Norma Jean had become Marilyn. She was caught somewhere between chance and circumstance. Maybe she was too smart and a kettle too dumb to play dumb. Not smart enough to know what she shouldn’t have known and so things got complicated and she attracted the wrong attention. She attracted the attention of the Department of Truth. They don’t like fictions walking around. It’s dangerous. Things could always get dangerous around the popularly fictitious. So something’s going to have to happen to Marilyn. And Huck is going to find himself mixed-up in it.
Tynion twists a fiction around one of the most legendary deaths of the 20th century. Fusing the story of Marylin Monroe around the emerging mythology of Tynion’s Department of Truth could have been a hell of a lot more elegant than what the author develops for this particular two-issue story. Given the level of complexity that could have developed in and around Hollywood in the early 1960s, it might have simply been better to let the story make it to the page in the simple allegory that Tynion is rendering. It’s a good decision, but that doesn’t make it feel any more satisfying an execution of that which could have been fairly breathtaking.

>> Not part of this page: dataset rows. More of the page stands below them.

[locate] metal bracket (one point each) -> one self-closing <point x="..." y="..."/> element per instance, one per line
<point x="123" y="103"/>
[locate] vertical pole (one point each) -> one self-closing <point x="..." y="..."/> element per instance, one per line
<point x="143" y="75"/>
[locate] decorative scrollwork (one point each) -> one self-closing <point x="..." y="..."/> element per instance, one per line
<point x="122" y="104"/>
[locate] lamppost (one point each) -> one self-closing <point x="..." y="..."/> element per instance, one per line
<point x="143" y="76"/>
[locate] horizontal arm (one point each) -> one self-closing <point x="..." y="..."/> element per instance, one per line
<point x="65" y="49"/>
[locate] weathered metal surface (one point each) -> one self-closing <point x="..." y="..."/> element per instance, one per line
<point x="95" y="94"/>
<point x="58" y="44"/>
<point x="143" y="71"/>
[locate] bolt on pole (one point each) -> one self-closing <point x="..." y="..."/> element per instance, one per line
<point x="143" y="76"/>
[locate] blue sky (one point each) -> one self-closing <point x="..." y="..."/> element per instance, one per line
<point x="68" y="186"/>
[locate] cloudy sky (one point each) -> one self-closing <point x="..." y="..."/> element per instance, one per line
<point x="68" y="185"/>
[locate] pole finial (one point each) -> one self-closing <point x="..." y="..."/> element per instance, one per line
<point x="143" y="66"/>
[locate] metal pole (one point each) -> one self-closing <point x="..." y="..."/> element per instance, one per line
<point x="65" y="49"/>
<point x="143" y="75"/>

Sampson and Bellaire move the visuals of the story solidly away from the screen beauty that could have been presented on the page. Bellaire seems to be taking a cue from Warhol’s study of Marilyn with all of the simple colors. Sampson chooses to peel Marilyn Monroe away from the iconic glamor that defined her onscreen as well. The garish surrealism of the world at the end of Marilyn’s life is pleasant enough, but it feels more like a faded nightmare than what it might have been with a bit stronger and stranger vision.

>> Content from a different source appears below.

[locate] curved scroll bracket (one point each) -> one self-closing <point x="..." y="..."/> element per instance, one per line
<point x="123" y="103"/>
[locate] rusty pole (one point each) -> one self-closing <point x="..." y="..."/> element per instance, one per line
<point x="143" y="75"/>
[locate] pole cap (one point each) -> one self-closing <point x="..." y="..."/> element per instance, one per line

The Department of Truth. Marilyn Monroe. It’s kind of a fun two-shot story. A quick, little dance between major movements of a much larger series. There might have been more of an impact in the series if Tynion had managed to take Marilyn a bit closer to thee center of the main storyline, but it’s fun to see the author take it in a direction in which it might have a bit more of its own gravity. Maybe that’s the best thing for Marilyn under the circumstances.